証券業界の決算が冴えない。2011年度第3四半期決算では証券大手5社のうち、4社が赤字に沈み、黒字を確保したのは野村ホールディングスのみ。とはいえ、その野村も財務内容をつぶさに見れば、いまだ窮地の真っただ中にある。その野村より厳しいのは大和証券グループ本社である。

 2011年度第3四半期(11年10~12月期)の証券決算は、サプライズだった。

 おおかたの予想に反し、2月1日に発表された野村ホールディングスの第3四半期決算は、第2四半期の461億円の赤字から一転、178億円の黒字となったのだ。

 前日までは、大和証券グループ本社が216億円の赤字に沈み、みずほ証券が367億円の赤字となるなど大手証券は軒並み赤字決算となり、環境の厳しさを浮き彫りにしていた。

 各社とも、第2四半期より業績を悪化させており、証券業界では「野村の決算は、どこまで赤字幅が拡大するか」に注目が集まっていた。
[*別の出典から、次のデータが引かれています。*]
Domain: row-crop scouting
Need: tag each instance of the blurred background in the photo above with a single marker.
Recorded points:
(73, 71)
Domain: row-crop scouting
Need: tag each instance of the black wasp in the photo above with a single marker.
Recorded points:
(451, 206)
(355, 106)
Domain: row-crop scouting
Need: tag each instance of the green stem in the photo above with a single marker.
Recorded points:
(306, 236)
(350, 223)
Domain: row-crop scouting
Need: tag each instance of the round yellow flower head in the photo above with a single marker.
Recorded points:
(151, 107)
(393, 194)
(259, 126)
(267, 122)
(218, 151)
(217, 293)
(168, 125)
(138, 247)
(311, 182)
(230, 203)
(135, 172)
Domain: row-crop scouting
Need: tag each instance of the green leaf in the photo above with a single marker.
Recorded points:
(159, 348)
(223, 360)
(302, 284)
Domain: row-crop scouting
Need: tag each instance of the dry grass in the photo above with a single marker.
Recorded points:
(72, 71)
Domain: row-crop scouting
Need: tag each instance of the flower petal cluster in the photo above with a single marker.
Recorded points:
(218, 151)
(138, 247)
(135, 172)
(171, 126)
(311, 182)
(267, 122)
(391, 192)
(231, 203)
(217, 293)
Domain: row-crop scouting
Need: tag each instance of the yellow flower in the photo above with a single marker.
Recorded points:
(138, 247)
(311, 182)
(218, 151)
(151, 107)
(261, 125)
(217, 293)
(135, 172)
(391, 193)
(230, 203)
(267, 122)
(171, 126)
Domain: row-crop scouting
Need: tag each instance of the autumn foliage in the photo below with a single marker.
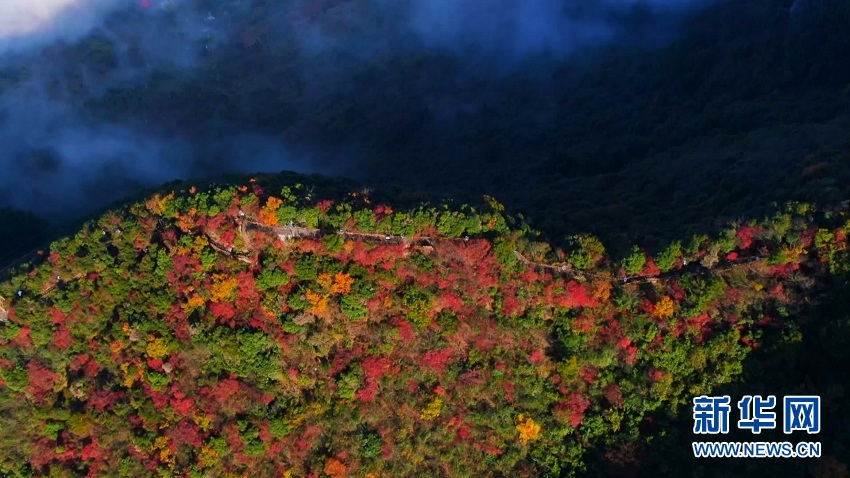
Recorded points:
(382, 342)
ところが、あにはからんや野村が黒字決算を発表したことで、驚きの声が上がったのだ。

 もっとも、詳細を見ると今回の黒字は一時的なものであることがわかる。300億円前後とされる外食大手すかいらーくの売却益が黒字転換に大きく貢献しているからだ。特殊要因である法人税引き下げに伴う繰延税金資産の取り崩しによるマイナス分133億円を足しても、収益はぎりぎりだ。苦境にあえいでいるのは違いない。